Any thoughts? TSS, you mention a few times in these notes that you're unable to reproduce this. Perhaps try with the maildir as quota?
The previous problems seemed to have been only with NetBSD 2.0 and kqueue enabled, and I think it's a NetBSD bug.
I saw some older threads, in 2004 and 2005. Unsure if was completely related or not.
I looked through the maildir quota code, and I do actually see one fd leak in there, but it happens only when deinitializing the quota, so practically it doesn't matter.

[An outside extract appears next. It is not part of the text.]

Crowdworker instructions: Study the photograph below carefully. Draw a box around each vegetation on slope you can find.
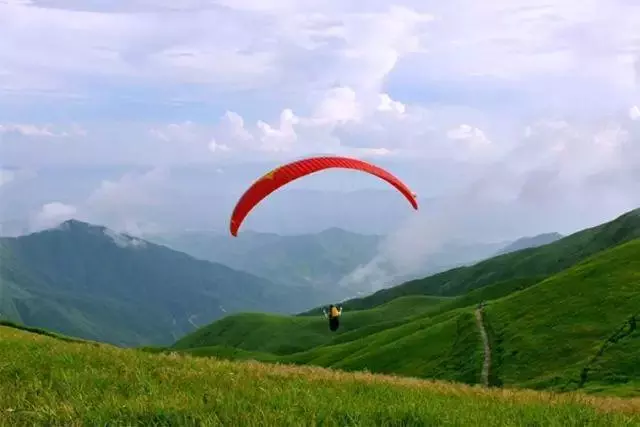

You sent a lsof of the dovecot process, but assuming you hadn't dropped out thousands of lines from it, it probably wasn't the problematic process. Quota code is handled by imap process, so check that instead, and check also that lsof is returning thousands of lines. If it isn't, then it's something else that's eating the fds..
I can't seem to successfully get a full lsof piped to a file when i'm running quota's with the maildir type- I'm assuming because the # of open files are growing until it hits the system limit.
If I can, I'll see if I can lock the system down and deny logins to all except myself, do a test login with only one user, and still see if it happens.
I should also note that here's what I've got for some of the speed tweaking things in dovecot. Some of this was just guesswork, going on what the wiki and some mailing lists say.
login_process_size = 32 login_process_per_connection = no login_processes_count = 15 login_max_processes_count = 512 login_max_connections = 1024
For the hell of it, I changed per_connection back to 'yes' (I had only changed it because docs say it's faster that way, which is what I'm shooting for). The same thing still seems to happen- it was in the 2k range for open files prior to this (right now = not many users), and after only about 2 minutes it's already at 5k, and never going down.
Any other debugging info you're looking for, other than lsof output? Is there any way that you can think of that I can find how many active login, auth, or whatever else processes are actively happening at one time?
thanks --falz